Chen: I actually think about three key challenges, so not only for the company that I work for but as an industry. The first one is talent. Particularly for a traditional company, how do you get talent? All the talent is moving to the Facebook type of work. So how do we make sure that we get talent both promoting from within but also maybe steal the talent from outside.

The second piece is, I'm so perplexed by the idea of a CMTO. The modern CMO needs to be CMTO, which is how you combine the marketing and technology. How do you make sure marketing people are exposed to the ever-expanding technology stack? Last but not least, how do you create this omnichannel, which is a frictionless omnichannel, so that you can close the loop and make sure consumers' shopping experience is as pleasant as possible?

Donohue: The biggest challenge is that we don't know what our biggest challenge is for the next 10 years. We don't. We certainly have a lot of challenges right now. I would agree with everything everybody said, but we don't know our biggest challenge. We have to recognize that we don't know that, and think and focus on how do we prepare ourselves and our organizations to understand that when it comes along, identify it and know what to do with it.

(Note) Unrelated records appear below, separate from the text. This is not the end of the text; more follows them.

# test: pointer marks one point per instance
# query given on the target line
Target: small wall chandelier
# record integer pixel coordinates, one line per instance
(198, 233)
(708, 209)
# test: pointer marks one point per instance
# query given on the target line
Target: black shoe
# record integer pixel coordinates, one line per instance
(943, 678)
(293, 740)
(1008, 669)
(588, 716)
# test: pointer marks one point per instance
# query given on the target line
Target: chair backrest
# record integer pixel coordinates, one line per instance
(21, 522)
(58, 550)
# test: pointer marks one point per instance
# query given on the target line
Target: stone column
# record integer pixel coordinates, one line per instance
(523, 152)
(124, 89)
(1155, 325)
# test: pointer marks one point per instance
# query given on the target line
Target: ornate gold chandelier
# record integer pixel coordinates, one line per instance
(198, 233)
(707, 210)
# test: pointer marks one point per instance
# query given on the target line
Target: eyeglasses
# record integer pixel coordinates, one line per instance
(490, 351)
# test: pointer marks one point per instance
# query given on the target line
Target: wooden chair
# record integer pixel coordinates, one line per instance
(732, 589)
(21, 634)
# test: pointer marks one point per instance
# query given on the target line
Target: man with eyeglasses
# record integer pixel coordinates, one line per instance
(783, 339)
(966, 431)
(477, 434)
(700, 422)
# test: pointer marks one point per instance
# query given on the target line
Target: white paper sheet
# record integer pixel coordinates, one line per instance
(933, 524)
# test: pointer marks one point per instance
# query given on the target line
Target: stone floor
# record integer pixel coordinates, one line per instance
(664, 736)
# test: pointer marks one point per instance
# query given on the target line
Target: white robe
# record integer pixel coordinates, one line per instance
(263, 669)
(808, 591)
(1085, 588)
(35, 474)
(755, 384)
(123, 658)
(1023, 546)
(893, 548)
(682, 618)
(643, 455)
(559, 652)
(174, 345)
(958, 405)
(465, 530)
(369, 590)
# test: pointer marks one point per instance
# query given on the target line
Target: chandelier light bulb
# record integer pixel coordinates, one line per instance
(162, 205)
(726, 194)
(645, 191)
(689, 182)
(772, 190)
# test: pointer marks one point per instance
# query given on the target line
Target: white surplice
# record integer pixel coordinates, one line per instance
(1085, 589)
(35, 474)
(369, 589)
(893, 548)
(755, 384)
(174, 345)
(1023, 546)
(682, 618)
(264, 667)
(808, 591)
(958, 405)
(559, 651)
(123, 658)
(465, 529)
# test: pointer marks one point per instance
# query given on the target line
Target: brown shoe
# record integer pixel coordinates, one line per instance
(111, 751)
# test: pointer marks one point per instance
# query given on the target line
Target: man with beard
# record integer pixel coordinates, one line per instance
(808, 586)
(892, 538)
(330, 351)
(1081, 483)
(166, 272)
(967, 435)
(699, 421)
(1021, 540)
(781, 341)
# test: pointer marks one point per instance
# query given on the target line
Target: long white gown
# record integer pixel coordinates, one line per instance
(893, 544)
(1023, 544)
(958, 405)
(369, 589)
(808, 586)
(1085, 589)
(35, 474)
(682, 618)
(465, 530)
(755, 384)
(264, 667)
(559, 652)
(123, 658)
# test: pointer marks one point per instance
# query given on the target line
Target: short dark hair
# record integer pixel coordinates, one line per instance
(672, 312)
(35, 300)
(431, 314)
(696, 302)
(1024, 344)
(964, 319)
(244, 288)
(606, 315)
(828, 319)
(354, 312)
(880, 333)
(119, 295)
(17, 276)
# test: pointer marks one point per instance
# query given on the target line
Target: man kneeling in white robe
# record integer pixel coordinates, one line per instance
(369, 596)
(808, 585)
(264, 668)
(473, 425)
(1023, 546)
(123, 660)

Senecal: Convention won't challenge itself, and if you do have a culture that is all about challenging convention as things come down the path, you'll be better equipped to handle them.

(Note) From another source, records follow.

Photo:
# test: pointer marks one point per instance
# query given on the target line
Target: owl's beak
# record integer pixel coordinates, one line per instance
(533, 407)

Thalberg: Putting it through the lens of marketing, I'd say the biggest need agency partners need to help us with and we as client leaders need to figure out is going to be managing through the complexity. We have to somehow stop trying to create the smoke and mirrors that more is better, because more is overwhelming, and it's really overwhelming everything.

We can start figuring out how to enable the right, best choices for what the marketing task at hand is, using all these great emergent technologies and opportunities, but they can't all be applied all the time. I'm finding this is a huge stress point in my organization. Do we have to do all those things to be successful in a campaign? When can we just do one thing well? I don't think there's a clear answer yet, but I think we need to identify this as an incredible imperative for business organizations and the partners that support us.